Die Politik verständigt sich über den Zuschnitt der Ratsausschüsse
Immer schön nach Proporz

Bielefeld -

Die großen Fraktionen im Rathaus haben sich darauf verständigt, dass die Fachausschüsse des neuen Rates künftig jeweils 17 Mitglieder haben sollen. An der Zahl der Ausschüsse und ihren Zuständigkeiten soll sich nichts ändern. Nur der Digitalisierungsausschuss soll mehr Zuständigkeiten erhalten. Über die neue Ausschuss-Ordnung muss der Rat in seiner Sitzung am 10. Dezember entscheiden.

Mittwoch, 02.12.2020, 07:29 Uhr
Der Bielefelder Rat tagt aktuell wegen der Corona-Pandemie in der Stadthalle.
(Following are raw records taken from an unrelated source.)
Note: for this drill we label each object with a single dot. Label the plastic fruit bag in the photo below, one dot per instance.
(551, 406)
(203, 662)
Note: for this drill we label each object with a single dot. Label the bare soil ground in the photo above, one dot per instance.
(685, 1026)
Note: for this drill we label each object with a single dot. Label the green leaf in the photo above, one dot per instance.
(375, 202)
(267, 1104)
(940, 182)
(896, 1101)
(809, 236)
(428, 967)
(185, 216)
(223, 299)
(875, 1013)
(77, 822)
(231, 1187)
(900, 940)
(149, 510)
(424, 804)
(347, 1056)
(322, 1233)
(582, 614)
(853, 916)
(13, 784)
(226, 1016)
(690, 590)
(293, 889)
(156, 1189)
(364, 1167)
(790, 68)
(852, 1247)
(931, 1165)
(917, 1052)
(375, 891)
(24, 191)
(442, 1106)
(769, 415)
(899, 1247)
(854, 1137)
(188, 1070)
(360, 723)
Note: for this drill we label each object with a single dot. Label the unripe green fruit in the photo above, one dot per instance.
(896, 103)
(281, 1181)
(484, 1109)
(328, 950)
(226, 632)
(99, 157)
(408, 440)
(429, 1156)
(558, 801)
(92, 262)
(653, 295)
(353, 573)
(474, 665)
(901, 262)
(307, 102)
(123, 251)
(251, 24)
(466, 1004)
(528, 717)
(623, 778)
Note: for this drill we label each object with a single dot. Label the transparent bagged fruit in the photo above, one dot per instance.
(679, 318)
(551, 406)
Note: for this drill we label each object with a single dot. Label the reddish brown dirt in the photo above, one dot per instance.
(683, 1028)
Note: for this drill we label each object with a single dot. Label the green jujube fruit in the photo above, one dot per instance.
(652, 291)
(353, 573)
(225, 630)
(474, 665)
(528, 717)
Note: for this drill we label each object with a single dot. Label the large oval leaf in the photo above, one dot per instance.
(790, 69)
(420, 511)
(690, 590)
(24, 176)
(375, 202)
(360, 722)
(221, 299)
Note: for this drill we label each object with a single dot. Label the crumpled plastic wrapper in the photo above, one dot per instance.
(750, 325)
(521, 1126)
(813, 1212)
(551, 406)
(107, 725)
Foto: Thomas F. Starke

Bei einer Anzahl von 17 Mitgliedern lassen sich die Mehrheitsverhältnisse im Rat auch in dessen Fachgremien darstellen, sind sich die Politiker einig. Danach würden fünf Sitze auf die CDU als größter Ratsfraktion entfallen. Je vier Ausschuss-Plätze könnten SPD und Grüne besetzen. Jeweils ein Sitz entfielen auf die Fraktionen von FDP und Linken sowie auf die Ratsgruppen von AfD und der „Partei“. Die Einzelvertreter haben in den Ausschüssen kein Stimmrecht, können aber beratend an den Sitzungen teilnehmen.

In dieser Konstellation hätten auch künftige Rats-Bündnisse ihre Ausschuss- Mehrheiten. Käme es etwa zu Rot-Grün-Rot, kämen SPD, Grüne und Linke auf je neun Ausschuss-Sitze. Würde am Ende doch eine Große Koalition aus CDU und SPD gebildet, käme sie ebenfalls auf neun Mandate. In der zurückliegenden Wahlperiode hatte es in einigen wichtigen Ausschüssen einen Stimmen-Patt gegeben, weil das damalige Paprika-Bündnis dort nicht über eine Mehrheit verfügte. So fiel der städtische Milliarden-Haushalt im zuständigen Finanzausschuss regelmäßig durch, musste dann mit der Ein-Stimmen-Mehrheit im Rat beschlossen werden.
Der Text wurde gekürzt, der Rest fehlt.